Inventory, private labels are adding value With the lone exception of Snapdeal that runs a 100% marketplace, most of the big e-commerce entities in India are flourishing on a hybrid model - a strategic mix of inventory, private label and marketplace. In fact, Jabong has been doing all three for some time now, although a bit discreetly, and it could be now pushing hard to extract every penny from each of these categories. Myntra, on the other hand, focuses on both inventory and private label, with the share of private labels rising rapidly. A couple of years ago, the e-tailer acquired Exclusively.in Inc., the company behind the private label brand Shersingh.com and the fashion site Exclusively.in, in a cash-cumequity deal. Myntra is reportedly eyeing more private labels to add to its portfolio as the margins are pretty high in this segment and add substantially to the profits.
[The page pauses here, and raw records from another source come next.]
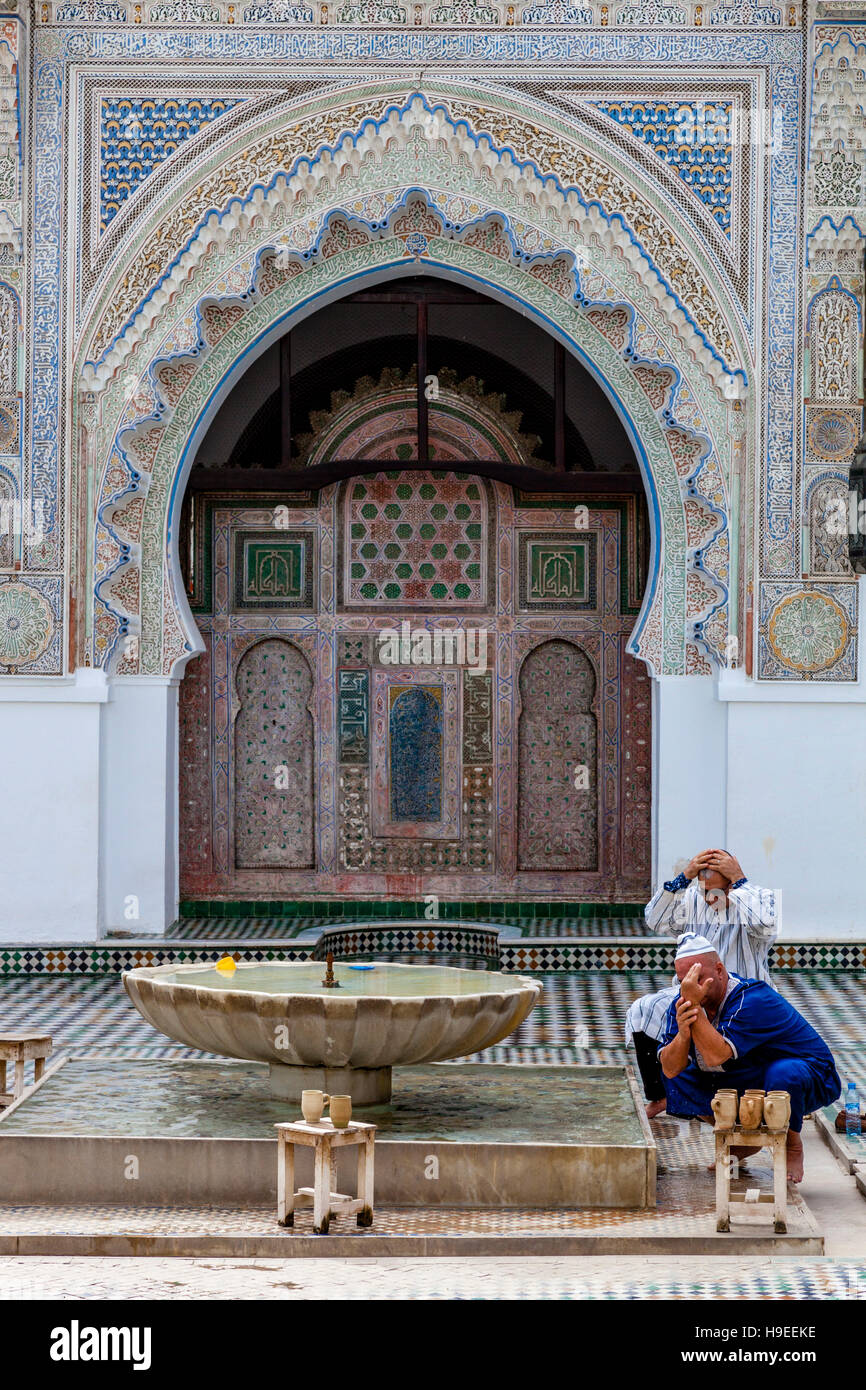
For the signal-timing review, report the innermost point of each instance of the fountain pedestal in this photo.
(366, 1084)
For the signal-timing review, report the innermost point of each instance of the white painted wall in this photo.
(138, 797)
(49, 811)
(690, 770)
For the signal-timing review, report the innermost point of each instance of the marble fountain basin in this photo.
(338, 1040)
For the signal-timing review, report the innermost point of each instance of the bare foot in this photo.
(795, 1157)
(740, 1151)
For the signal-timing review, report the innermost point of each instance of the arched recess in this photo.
(558, 784)
(274, 820)
(673, 363)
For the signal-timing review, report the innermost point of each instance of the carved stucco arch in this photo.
(138, 427)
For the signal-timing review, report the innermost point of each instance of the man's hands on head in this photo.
(699, 862)
(726, 865)
(717, 859)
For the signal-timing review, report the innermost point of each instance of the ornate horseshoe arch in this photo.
(405, 182)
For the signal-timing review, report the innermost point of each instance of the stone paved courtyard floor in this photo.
(92, 1016)
(527, 1279)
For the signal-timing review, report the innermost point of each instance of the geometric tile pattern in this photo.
(580, 1015)
(692, 138)
(414, 540)
(531, 1278)
(138, 135)
(606, 950)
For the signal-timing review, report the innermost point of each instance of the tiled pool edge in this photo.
(537, 955)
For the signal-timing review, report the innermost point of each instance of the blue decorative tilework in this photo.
(694, 138)
(136, 135)
(416, 752)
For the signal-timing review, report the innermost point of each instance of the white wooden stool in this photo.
(777, 1140)
(324, 1139)
(20, 1048)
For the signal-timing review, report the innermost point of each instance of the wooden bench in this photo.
(20, 1048)
(323, 1197)
(777, 1140)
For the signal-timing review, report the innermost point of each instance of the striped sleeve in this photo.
(667, 909)
(758, 912)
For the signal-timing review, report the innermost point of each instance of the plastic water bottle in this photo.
(852, 1112)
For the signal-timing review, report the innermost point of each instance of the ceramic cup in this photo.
(724, 1109)
(312, 1105)
(777, 1111)
(341, 1111)
(751, 1111)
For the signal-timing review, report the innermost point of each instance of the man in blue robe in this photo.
(726, 1032)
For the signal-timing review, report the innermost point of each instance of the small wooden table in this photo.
(761, 1137)
(20, 1048)
(324, 1139)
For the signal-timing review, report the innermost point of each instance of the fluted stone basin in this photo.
(338, 1040)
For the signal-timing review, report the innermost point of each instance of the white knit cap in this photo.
(692, 944)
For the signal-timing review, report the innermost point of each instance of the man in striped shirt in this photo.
(715, 898)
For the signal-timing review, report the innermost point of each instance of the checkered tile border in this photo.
(530, 955)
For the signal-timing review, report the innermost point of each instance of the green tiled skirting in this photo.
(367, 909)
(527, 955)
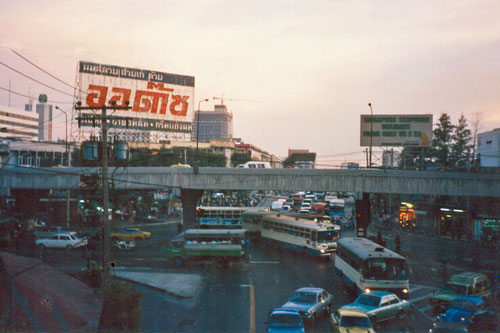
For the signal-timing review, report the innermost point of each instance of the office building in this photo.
(44, 121)
(17, 123)
(217, 124)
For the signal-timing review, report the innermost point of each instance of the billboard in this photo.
(390, 130)
(161, 102)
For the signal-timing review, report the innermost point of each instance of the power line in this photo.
(35, 80)
(31, 97)
(43, 70)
Bottom line: Is it a volatile situation? In one of her latest blogs in Entrepreneur.com, entrepreneur-writer Erika Trautman has nicely summed it up. "No matter how great the idea, if your start-up doesn't create hard and fast results with analytics, targeted business solutions and mobile integration, it won't survive in 2014. Launching a start-up can't just be about how cool your product is. No business can subsist off just buzz and Press. This year, start-ups must focus on business fundamentals and start emphasising partnerships that generate results." Can the Indian e-commerce players innovate, scale up and deliver (as the takeaways so amply illustrate) to justify the trust investors are now putting in them? Will there be new ventures to take up the gauntlet? Let us wait and watch.